# Block violent content from TiVo Central and Showcase items



## Concerned Dad (Oct 14, 2006)

I just notice the "Meet DEXTER on SHOWTIME" bullet at the bottom of my Tivo Central screen.

There is disturbing graphic violence on this preview, which has been pushed onto my TiVo box without my request, and is viewable without regard to the Parental Control settings I have on my box.

While I realize that "advertising happens" and somebody at TiVo got paid to push this promo, I am pretty pissed off that TiVo doesn't include V-Chip ratings in such a clip so my kids would not see it.

Picture this:
My 9 year old wakes up early on Saturday morning to watch cartoons or whatever I have allowed under Parental Controls for TV-Youth. He flips on the TV, then hits the TiVo remote button. The very first screen that pops up is TiVo Central, and at the bottom of the list of functions is a gold colored star next to "Meet DEXTER on SHOWTIME". Sounds like a fun show to me! Let's watch. Oh, why is that guy slicing the man's face with a knife?

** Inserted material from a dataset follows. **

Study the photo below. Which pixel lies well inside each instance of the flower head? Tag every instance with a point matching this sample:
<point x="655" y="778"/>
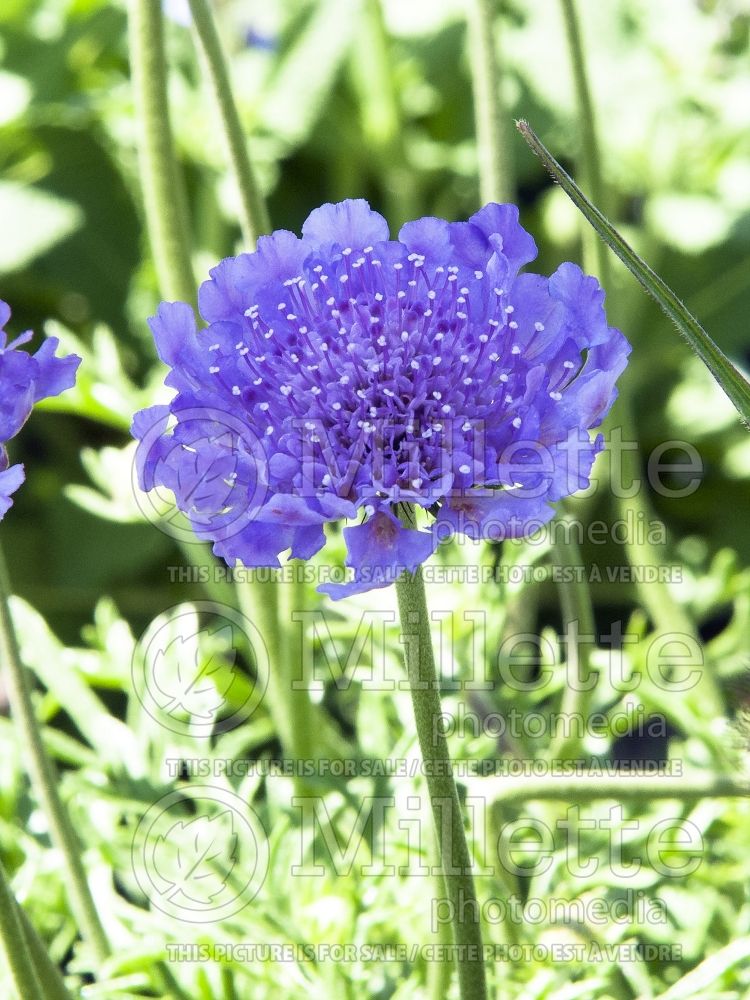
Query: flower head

While it might be a cool show for consenting adults, there is absolutely no need for such an add to be run from the unprotected TiVo Central screen or Showcases options.

--Concerned Dad


----------



## Concerned Dad (Oct 14, 2006)

Now that I've found this crap, I want to delete it.


----------



## BlackBetty (Nov 6, 2004)

big deal. So what if your kid grows up to be a serial killer. At least you can blame the TiVo instead of your parenting.


----------



## Turtleboy (Mar 24, 2001)

If you enable kidzone do the promos still show up?


----------



## megazone (Mar 3, 2002)

Turtleboy said:


> If you enable kidzone do the promos still show up?


No, because with KidZone enabled you're locked into KZ Now Playing and you can't get to TiVo Central without the code to disable KZ.


----------



## seattlewendell (Jan 11, 2006)

So in other words "concerned dad" wasn't concerned enough to set up kidzone. Great job dad.


----------



## megazone (Mar 3, 2002)

seattlewendell said:


> So in other words "concerned dad" wasn't concerned enough to set up kidzone. Great job dad.


Maybe he has an S3 - those don't have KZ yet. Next update will add it.


----------



## megazone (Mar 3, 2002)

Why are you posting this here? The R15 is NOT a TiVo.

EDIT: OK, the post this was in reply to was deleted, so it makes no sense now.


----------



## bidger (Mar 30, 2001)

megazone said:


> Why are you posting this here? The R15 is NOT a TiVo.


 

Did someone delete a post?


----------



## megazone (Mar 3, 2002)

bidger said:


> Did someone delete a post?


Yes - it was a post complaining about something on the R15 and calling people to complain to DTV - from a first time poster with 1 post.


----------